Xilinx Intelligente und adaptive Lösungen für das IoT

Chetan Khona, Xilinx: »Für viele Anwendungen geht der Trend von der Cloud zurück in die Edge.«

1984 gegründet, hat sich Xilinx zu einem Hersteller komplexer und umfangreicher Hard- und Software-Lösungen für Elektroniksysteme in vielerlei Märkten entwickelt. Auf der SPS präsentiert das Unternehmen intelligente und adaptierbare Produkte für Industrie und Medizin der Zukunft.
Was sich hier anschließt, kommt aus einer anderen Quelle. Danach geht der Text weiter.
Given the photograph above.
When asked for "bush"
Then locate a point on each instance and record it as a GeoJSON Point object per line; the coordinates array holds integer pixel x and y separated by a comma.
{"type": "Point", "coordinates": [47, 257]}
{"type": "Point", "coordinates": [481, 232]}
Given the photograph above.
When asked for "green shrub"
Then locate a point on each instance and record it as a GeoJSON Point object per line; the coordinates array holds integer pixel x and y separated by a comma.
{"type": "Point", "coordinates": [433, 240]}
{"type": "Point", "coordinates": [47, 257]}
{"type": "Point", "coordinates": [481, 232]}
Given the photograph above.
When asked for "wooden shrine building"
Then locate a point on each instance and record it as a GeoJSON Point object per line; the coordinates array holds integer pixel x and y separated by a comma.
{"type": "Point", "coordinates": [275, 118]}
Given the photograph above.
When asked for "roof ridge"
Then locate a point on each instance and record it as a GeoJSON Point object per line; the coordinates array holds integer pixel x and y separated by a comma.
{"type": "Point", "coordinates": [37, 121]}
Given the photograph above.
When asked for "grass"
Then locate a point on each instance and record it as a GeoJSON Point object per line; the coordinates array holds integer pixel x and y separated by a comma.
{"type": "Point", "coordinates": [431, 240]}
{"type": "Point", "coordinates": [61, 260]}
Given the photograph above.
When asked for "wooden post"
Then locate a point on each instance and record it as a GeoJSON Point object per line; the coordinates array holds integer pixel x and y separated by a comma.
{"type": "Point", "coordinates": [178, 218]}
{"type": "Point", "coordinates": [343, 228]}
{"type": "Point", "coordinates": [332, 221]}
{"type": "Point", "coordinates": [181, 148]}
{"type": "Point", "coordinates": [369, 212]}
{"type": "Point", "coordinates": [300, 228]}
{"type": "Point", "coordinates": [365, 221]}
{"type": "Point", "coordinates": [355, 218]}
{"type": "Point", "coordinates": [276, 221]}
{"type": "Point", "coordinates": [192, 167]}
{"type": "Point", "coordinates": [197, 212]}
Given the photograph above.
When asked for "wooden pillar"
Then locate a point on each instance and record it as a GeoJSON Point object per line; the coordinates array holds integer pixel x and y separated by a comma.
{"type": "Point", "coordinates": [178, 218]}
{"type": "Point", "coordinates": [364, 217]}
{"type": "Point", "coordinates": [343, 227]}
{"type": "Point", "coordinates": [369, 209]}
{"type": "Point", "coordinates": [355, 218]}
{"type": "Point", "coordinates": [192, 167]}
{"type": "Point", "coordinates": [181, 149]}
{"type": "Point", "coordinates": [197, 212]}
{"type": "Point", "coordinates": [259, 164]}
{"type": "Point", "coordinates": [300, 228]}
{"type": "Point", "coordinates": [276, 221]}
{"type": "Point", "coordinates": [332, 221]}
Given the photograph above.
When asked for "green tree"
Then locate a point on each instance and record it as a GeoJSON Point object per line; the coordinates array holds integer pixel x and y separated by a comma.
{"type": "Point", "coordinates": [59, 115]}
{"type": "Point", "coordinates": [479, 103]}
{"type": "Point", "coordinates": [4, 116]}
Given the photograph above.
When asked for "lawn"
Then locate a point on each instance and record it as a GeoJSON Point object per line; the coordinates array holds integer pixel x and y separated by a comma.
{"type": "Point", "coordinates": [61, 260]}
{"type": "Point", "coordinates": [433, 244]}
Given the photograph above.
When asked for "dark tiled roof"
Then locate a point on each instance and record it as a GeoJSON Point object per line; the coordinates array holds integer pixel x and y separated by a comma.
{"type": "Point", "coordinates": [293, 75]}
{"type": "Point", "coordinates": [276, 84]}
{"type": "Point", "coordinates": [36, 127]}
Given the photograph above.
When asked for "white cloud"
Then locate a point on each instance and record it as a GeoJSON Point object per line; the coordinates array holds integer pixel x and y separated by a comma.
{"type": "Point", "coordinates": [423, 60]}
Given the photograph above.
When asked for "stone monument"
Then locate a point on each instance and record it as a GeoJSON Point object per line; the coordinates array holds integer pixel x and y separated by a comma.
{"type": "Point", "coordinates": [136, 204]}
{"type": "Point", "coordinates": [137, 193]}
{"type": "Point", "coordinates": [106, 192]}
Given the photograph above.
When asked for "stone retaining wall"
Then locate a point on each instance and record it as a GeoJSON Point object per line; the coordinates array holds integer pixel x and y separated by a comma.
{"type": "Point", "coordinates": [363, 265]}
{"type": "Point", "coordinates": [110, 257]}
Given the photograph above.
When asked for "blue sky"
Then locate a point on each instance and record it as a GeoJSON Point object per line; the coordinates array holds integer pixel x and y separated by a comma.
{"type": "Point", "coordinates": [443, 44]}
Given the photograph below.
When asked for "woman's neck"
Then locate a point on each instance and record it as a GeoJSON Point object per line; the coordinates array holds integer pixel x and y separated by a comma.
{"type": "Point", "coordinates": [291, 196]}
Die IoT-Revolution mit Cloud Computing und explosionsartig wachsenden Datenmengen bringt Konsequenzen mit sich, auch wenn die Internet-Verbindungen zuverlässig sind. „Die Vertraulichkeit der Daten hat oberste Priorität, die Daten müssen sicher übertragen werden, die Latenz und Reaktion haben der jeweiligen Anwendung zu entsprechen, und die Kosten des Daten-Managements dürfen den gewünschten Rahmen nicht sprengen – hierfür müssen neue Systeme leicht in bestehende zu integrieren sein“ erläutert Chetan Khona, Director Industrial, Vision, Healthcare & Sciences (ISM) von Xilinx. „Für viele Anwendungen geht der Trend daher von der Cloud zurück in die Edge.“

Um diese Entwicklung zu unterstützen, hat Xilinx sein Produktportfolio für die Industrie und das Gesundheitswesen auf Adaptierbarkeit und Intelligenz optimiert. Als Beispiele führt Khona dabei besonders die für IIoT und HcIoT (Health Care IoT) optimierten ‚Zynq‘- und ‚ZynqUltraScale+‘-Bausteine an, die eine leistungsfähige und skalierbare Hardware-Basis bilden. Erweitert wird die Hardware durch den Industrial-and-Healthcare-Stack, ein interdisziplinäres Angebot von Xilinx und seinen Partnern für die Edge. Der Stack umfasst neben der Hardware eingebettete Software für Safety und Security sowie für Vernetzung, intelligente Steuerung und Embedded Vision bis hin zur künstlichen Intelligenz an der Edge. „Hierzu haben wir das spezielle Verfahren ‚Whole Application Acceleration‘ entwickelt, das die Leistungsfähigkeit der bisher in der Industrie üblichen AI-Inference deutlich überflügelt“, führt Khona aus. In einer Bildverarbeitungs-Anwendung beispielsweise steigere sich der Durchsatz von der üblichen Verarbeitung auf CPU-Basis mit 6 Frames/s auf bis zu 60 Frames/s, wenn die CPU durch Xilinx-Bausteine unterstützt wird.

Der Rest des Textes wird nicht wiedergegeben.